En son oy verme meselesi hakkında bizler alimlerin fetvalarını naklederken “o alimler Suud’un alimleridir” “kralın sihirbazlarıdır” diyerek fetvaları reddedildi. Oysaki ne onlar Suud alimi idi ne de Suud alimi olsalardı bu inkara sebebi olurdu.
Onlar bize “Suud Hükümetinin zulmüne uğrayan alimler öyle demiyorlar, o zulme uğrayanlar oy verilmez diyorlar” dediler.
Bizlerde kendilerine Suud hükümeti tarafından zulmedilen Abdulaziz et-Tarifi ve Abdurrahman el-Berrak gibi alimlerin oy verileceğine dair fetvalarını getirdik.
Elbani (rhm)’de zamanında Suud’da zulme uğradı ancak Şeyh oy verileceğine dair fetva veriyordu. Şeyhin yasak dediği oy vermek değil parlamentoya girmektir oysaki kardeşlerimiz bunu dahi anlamadılar.
Ne cahilliklerini giderdik diye bize teşekkür ettiler ne de hakkı tasdik ettiler.

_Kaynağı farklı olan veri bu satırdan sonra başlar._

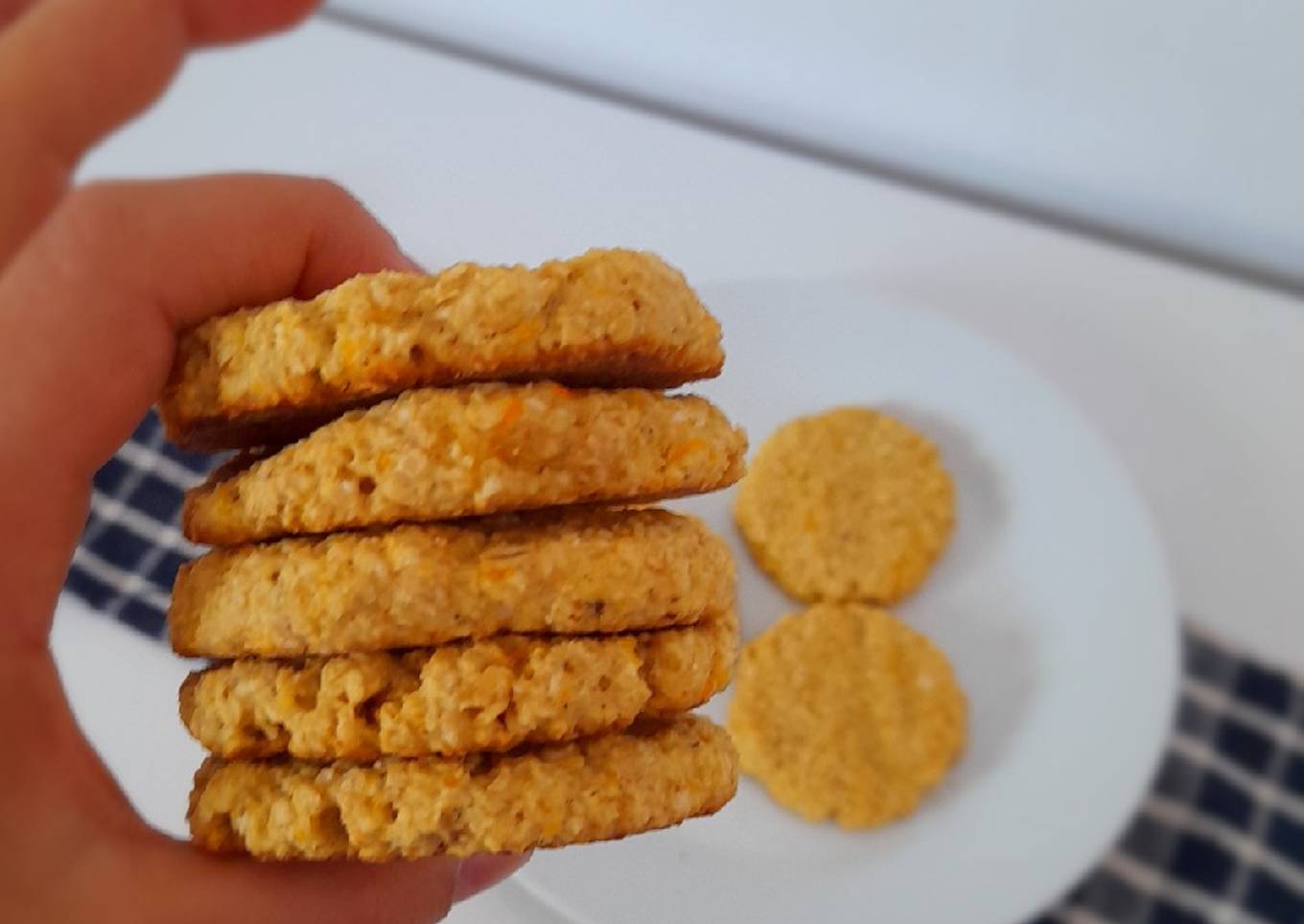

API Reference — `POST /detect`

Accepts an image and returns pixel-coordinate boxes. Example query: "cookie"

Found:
[159,250,724,450]
[168,507,734,658]
[188,715,736,862]
[181,613,738,761]
[728,604,966,827]
[734,408,955,604]
[182,383,746,544]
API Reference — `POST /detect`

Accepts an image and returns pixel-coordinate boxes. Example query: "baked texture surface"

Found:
[168,507,734,658]
[188,715,736,862]
[180,604,738,761]
[728,604,966,827]
[734,408,956,604]
[159,250,724,450]
[182,383,746,544]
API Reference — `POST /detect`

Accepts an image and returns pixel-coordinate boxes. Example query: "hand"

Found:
[0,0,519,924]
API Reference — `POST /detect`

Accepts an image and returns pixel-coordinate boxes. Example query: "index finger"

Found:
[0,0,315,266]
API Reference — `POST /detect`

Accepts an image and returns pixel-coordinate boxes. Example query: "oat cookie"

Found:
[181,604,738,761]
[159,250,724,450]
[734,408,955,604]
[182,383,746,544]
[728,604,966,827]
[189,715,736,862]
[168,507,734,658]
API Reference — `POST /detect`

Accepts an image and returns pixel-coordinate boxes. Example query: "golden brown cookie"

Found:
[182,383,746,544]
[181,613,738,761]
[734,408,955,604]
[189,715,736,860]
[159,250,724,450]
[728,604,965,827]
[168,507,734,658]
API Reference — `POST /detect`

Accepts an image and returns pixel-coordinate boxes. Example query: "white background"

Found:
[331,0,1304,288]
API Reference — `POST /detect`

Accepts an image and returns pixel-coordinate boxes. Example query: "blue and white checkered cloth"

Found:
[66,414,1304,924]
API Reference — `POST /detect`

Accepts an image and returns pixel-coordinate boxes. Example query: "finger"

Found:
[0,0,314,266]
[87,833,459,924]
[453,854,529,902]
[0,0,34,29]
[0,174,410,644]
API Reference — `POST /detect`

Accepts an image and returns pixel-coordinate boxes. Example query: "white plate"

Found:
[519,277,1177,924]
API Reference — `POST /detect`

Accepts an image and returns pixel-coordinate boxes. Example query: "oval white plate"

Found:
[518,283,1177,924]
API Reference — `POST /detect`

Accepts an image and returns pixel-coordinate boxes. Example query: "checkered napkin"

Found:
[66,413,1304,924]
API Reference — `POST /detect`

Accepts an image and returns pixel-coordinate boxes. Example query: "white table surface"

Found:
[54,14,1304,921]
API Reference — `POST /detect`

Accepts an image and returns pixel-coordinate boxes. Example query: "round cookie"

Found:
[188,715,738,862]
[168,507,734,658]
[182,381,747,544]
[159,250,724,450]
[728,604,966,827]
[734,408,955,604]
[181,612,738,761]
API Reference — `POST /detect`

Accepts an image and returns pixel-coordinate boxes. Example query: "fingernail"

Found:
[453,854,529,902]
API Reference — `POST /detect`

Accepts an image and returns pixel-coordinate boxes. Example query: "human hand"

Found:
[0,0,521,924]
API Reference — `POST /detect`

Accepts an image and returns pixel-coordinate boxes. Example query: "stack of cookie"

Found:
[160,250,745,860]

Ortaya çıkan tablo gösteriyor ki bize muhalefet eden kardeşlerimizin ölçüsü ne Suud ne Suud’un zulmettiği alimler ve ne de başka alimler. Zira dünyanın muhtelif yerlerinden ilim ehlinin sözleri ile ispat ettiğimiz bir çok meseleyi kardeşlerimiz inkar ederken “ o alimler kralların sihirbazları” dediler. Onlar ne alimleri ne memleketlerini dahi tanımıyorlardı.
Üzülerek söylemeliyim ki bu kardeşlerimiz ilme ve mürekkebe karşı oldukça cahildirler.